20 de março de 2011

«democradura»



Raul Viana
Itoculo

Por opção não temos televisão, a emissora radiofónica nem sempre se consegue sintonizar, a internet geralmente tem fraco sinal, os jornais e revistas chegam com três meses de atraso, agora com a chuva o caminho torna-se uma aventura, etc… Mas no meio de tudo isto tivemos acesso à revista Courrier Internacional que no mês de Janeiro (2011) traz um artigo do escritor guineense, Tierno Monénembo, sobre um neologismo muito actual: «democradura». Segundo o mesmo autor, trata-se de «sistema híbrido (com rosto de democracia e corpo de ditadura) que desencadeia paixões e aumenta a confusão».

Este neologismo resulta de uma observação da realidade política africana com um sentido crítico pertinente.

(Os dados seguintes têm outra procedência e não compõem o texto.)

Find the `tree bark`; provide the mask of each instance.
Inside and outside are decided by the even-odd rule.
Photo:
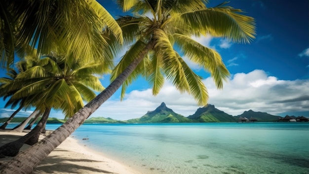
[[[7,163],[0,171],[0,174],[31,174],[42,160],[69,137],[120,87],[149,50],[154,47],[154,40],[151,41],[139,53],[137,58],[132,62],[104,90],[52,133]]]
[[[22,122],[18,126],[16,126],[15,128],[14,128],[13,129],[13,130],[14,130],[14,131],[18,131],[19,132],[21,132],[22,131],[23,131],[23,130],[24,130],[24,129],[25,129],[25,127],[26,127],[26,125],[27,125],[27,124],[28,124],[28,123],[29,122],[30,120],[31,120],[31,119],[33,117],[33,116],[35,116],[35,115],[37,115],[37,114],[39,114],[39,111],[37,109],[36,109],[32,113],[32,114],[31,114],[31,115],[30,115],[30,116],[29,116],[29,117],[28,117],[28,118],[27,119],[25,120],[23,122]]]
[[[26,127],[24,130],[31,130],[33,125],[34,125],[35,123],[36,123],[37,120],[38,120],[38,119],[40,115],[40,114],[37,114],[37,115],[35,117],[35,118],[32,120],[31,123],[30,123],[29,125]]]
[[[44,128],[44,123],[46,123],[46,122],[47,121],[50,112],[50,108],[46,108],[43,117],[38,123],[37,126],[25,136],[21,137],[16,141],[9,142],[0,147],[0,154],[10,157],[15,156],[18,153],[19,149],[20,149],[26,141],[33,136],[36,136],[38,133],[39,135],[39,133],[40,133]],[[6,173],[4,173],[5,174]],[[8,173],[8,174],[18,174],[18,173]]]
[[[17,110],[15,111],[15,112],[14,112],[14,113],[13,113],[13,114],[11,115],[10,118],[9,118],[8,119],[7,119],[6,122],[5,122],[5,123],[4,123],[3,125],[2,125],[2,126],[1,126],[1,127],[0,127],[0,129],[5,130],[7,125],[8,125],[8,124],[11,122],[12,120],[13,120],[13,118],[14,118],[14,117],[15,117],[15,116],[18,113],[18,112],[19,112],[19,111],[20,111],[22,109],[22,108],[23,108],[23,106],[21,105],[18,108],[18,109],[17,109]]]

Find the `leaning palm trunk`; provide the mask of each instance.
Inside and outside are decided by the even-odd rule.
[[[18,109],[17,109],[17,110],[16,110],[15,112],[14,112],[14,113],[11,115],[10,118],[9,118],[8,119],[7,119],[6,122],[5,122],[5,123],[4,123],[3,125],[2,125],[2,126],[0,127],[0,129],[5,130],[7,125],[8,125],[8,124],[11,122],[12,120],[13,120],[13,118],[14,118],[14,117],[15,117],[15,116],[18,113],[18,112],[19,112],[19,111],[21,110],[22,108],[23,108],[23,106],[20,106],[18,108]]]
[[[29,125],[28,125],[27,127],[26,127],[26,128],[25,128],[25,130],[31,130],[31,128],[32,128],[32,126],[33,126],[33,125],[34,125],[35,123],[36,123],[37,120],[39,119],[39,116],[40,114],[37,114],[37,115],[35,117],[35,118],[32,120],[32,121],[31,121]]]
[[[25,136],[21,137],[20,138],[17,139],[16,141],[11,142],[10,143],[5,144],[3,146],[0,147],[0,154],[2,154],[5,156],[16,156],[19,149],[24,145],[24,143],[28,140],[29,138],[34,136],[36,136],[38,132],[40,133],[43,128],[44,127],[44,123],[47,120],[48,116],[49,115],[49,112],[50,112],[50,109],[46,109],[42,117],[42,118],[40,121],[38,123],[38,125],[36,127],[31,130],[29,133],[26,134]],[[2,171],[1,171],[2,173]],[[19,174],[18,172],[4,172],[3,174]]]
[[[148,51],[154,47],[154,44],[153,41],[150,42],[140,52],[138,58],[131,63],[104,90],[52,133],[7,163],[1,169],[0,174],[31,174],[42,160],[112,96],[141,62]]]
[[[29,121],[30,121],[31,119],[34,116],[36,116],[39,113],[39,111],[38,109],[36,109],[36,110],[35,110],[32,113],[32,114],[31,114],[31,115],[30,115],[30,116],[28,117],[28,118],[27,118],[27,119],[24,120],[24,121],[21,123],[20,124],[15,127],[15,128],[14,128],[13,129],[13,130],[14,131],[19,132],[21,132],[22,131],[23,131],[23,130],[24,130],[24,129],[25,129],[26,125],[28,124],[28,123],[29,122]]]

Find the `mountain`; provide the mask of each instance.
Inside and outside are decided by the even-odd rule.
[[[105,118],[104,117],[91,117],[85,121],[84,123],[125,123],[119,120],[114,120],[109,117]]]
[[[181,115],[173,111],[166,107],[165,103],[161,105],[153,111],[147,113],[140,118],[127,120],[128,123],[190,123],[192,121]]]
[[[195,113],[187,117],[194,122],[235,122],[237,120],[232,116],[216,108],[211,104],[197,109]]]
[[[245,111],[243,113],[235,116],[237,119],[241,117],[246,117],[247,119],[250,119],[250,117],[254,117],[258,120],[259,122],[272,122],[277,121],[280,116],[271,115],[266,112],[255,112],[252,110],[249,110],[248,111]]]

O que está a acontecer no norte de África, e já um pouco por todo o continente, é resultado desta «democradura». Os tunisinos e os egípcios já conseguiram dar um passo em frente. O povo líbio está sofrendo a tirania do seu líder. Outros países (Siria, Iémen…) estão em alerta máximo.

Mas percorrendo todo o continente africano, parecem ser poucos os casos de países que escapariam a este sistema da «democaradura». Aparentemente, muitos dirigentes são eleitos num regime democrático, mas o exercício do seu poder manifesta outro procedimento. Para tal, basta observar as noticias que se repetem.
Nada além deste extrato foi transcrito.